Von Cat Content und Copy Cats
Ein großer Teil der vorgestellten Webdienste hat derzeit noch Beta-Charakter, und man sollte immer im Hinterkopf behalten, dass bei den meisten die Monetarisierung völlig ungewiss ist. Sie leben von der Gunst ihrer Geldgeber, die in ihren Konzepten ein zukünftiges Marktpotenzial sehen. Auch wenn Server-Space und Traffic heutzutage vergleichsweise billig sind: Das Hosten von Video-Communitys ist unheimlich teuer. Das führt wie im Beispiel der kürzlich geschlossenen Video-Plattform Stage6 zu einer paradoxen Situation: Je erfolgreicher der Dienst, desto roter die Zahlen.
Doch nicht nur die Anbieter, auch die Nutzer, so scheint es, befinden sich noch in der Experimentierphase.
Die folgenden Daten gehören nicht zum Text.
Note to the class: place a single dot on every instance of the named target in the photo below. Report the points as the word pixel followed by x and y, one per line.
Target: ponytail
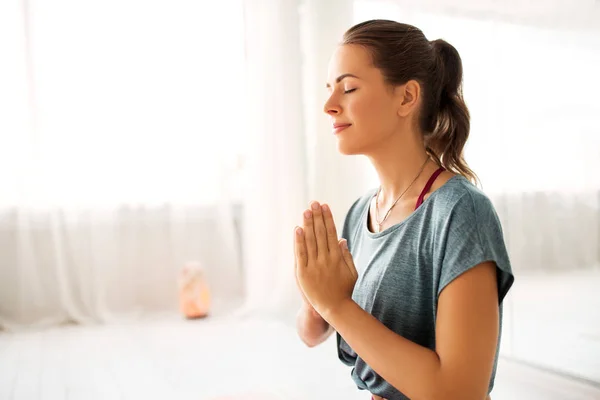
pixel 450 120
pixel 402 52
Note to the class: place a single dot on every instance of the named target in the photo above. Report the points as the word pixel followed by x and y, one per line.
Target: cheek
pixel 371 116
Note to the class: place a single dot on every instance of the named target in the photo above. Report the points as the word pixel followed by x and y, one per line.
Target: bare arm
pixel 311 327
pixel 466 336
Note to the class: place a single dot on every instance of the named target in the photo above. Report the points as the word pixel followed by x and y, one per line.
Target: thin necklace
pixel 387 214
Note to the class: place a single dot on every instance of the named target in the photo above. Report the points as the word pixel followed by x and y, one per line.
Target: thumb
pixel 348 257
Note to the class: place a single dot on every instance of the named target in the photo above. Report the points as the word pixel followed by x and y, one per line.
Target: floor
pixel 218 358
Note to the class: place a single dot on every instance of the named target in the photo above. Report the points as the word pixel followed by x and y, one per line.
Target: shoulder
pixel 357 208
pixel 354 214
pixel 460 199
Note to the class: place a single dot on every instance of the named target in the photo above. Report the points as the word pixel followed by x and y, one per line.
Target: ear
pixel 409 96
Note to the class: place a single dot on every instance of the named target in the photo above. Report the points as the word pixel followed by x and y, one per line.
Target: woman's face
pixel 362 107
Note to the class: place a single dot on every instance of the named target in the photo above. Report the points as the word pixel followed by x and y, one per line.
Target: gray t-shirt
pixel 403 269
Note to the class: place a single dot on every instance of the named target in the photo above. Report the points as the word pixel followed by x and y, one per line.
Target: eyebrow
pixel 341 78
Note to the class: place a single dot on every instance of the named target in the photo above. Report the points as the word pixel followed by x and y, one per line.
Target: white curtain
pixel 120 137
pixel 535 144
pixel 293 157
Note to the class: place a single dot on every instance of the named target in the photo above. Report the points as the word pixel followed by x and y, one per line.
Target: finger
pixel 319 227
pixel 332 239
pixel 300 248
pixel 309 236
pixel 348 258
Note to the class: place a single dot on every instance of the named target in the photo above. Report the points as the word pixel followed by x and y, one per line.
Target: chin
pixel 348 149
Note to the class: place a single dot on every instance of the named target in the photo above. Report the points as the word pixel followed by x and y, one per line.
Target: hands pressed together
pixel 324 268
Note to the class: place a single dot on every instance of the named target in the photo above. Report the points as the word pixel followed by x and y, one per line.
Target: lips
pixel 337 127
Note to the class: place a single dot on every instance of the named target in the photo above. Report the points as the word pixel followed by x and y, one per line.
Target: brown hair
pixel 402 52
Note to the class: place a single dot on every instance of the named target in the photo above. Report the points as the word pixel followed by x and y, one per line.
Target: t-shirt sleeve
pixel 473 235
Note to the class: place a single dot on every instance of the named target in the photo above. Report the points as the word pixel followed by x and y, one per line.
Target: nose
pixel 331 107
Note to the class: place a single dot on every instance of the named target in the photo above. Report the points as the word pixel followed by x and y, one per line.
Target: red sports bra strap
pixel 428 185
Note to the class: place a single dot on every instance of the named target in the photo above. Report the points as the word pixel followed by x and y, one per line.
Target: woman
pixel 414 288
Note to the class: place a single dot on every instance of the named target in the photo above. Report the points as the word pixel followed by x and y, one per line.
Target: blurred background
pixel 155 156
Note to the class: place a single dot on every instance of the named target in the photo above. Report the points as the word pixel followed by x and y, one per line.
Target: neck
pixel 398 162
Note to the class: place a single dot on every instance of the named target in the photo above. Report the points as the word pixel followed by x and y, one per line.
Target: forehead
pixel 349 59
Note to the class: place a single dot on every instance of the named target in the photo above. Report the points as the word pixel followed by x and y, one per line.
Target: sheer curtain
pixel 531 89
pixel 120 142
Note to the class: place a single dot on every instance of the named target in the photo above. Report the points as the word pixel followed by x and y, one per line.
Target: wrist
pixel 338 311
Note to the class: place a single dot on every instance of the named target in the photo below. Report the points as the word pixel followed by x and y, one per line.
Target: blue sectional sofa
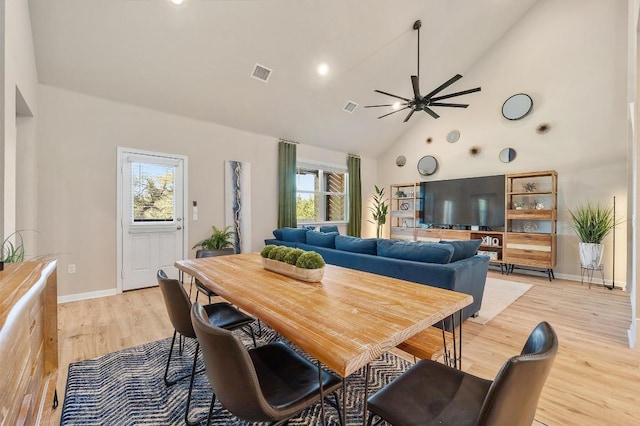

Nur wenige nutzen bisher das Potenzial, das Video 2.0 im Netz bietet, tatsächlich aus. Stattdessen sind die Server voll mit Clips à la „Ich beim Essen“, „Ich sitze am Computer“ oder „Ich philosophiere mal eine Runde“. Um Persönlichkeitsrechte anderer machen sich die meisten ebenso wenig Gedanken wie über die Urheberrechte von Videos. Das macht es für die Webdienste schwer, nicht zur Filmtauschbörse oder Plattform für banale Alltagsvideos zu degradieren.
Fazit
Dennoch: Das Potenzial der heute verfügbaren Video- und Streaming-Technologien im Web 2.0 ist riesig. Sie bieten ein vielfältiges Einsatzspektrum: Hobbyfilmer stellen mit ihnen ihre Urlaubs-Clips ins Netz, Jung-Regisseure können ihre Werke auch in Hochauflösung kostengünstig distribuieren, Laien-Journalisten bauen sich eigene Internet-Fernsehsender auf. Das Mitmach-Web stellt Werkzeuge für Live-Video-Chats ebenso wie für aufwendige Video-Podcasts zur Verfügung. Wer die Funktionsweise seines TV-Geräts im Wohnzimmer mit den Möglichkeiten von Webdiensten wie Mogulus oder Qik vergleicht, der kann sich ausmalen, wie sich unsere Kommunikation in Zukunft wesentlich verändern wird.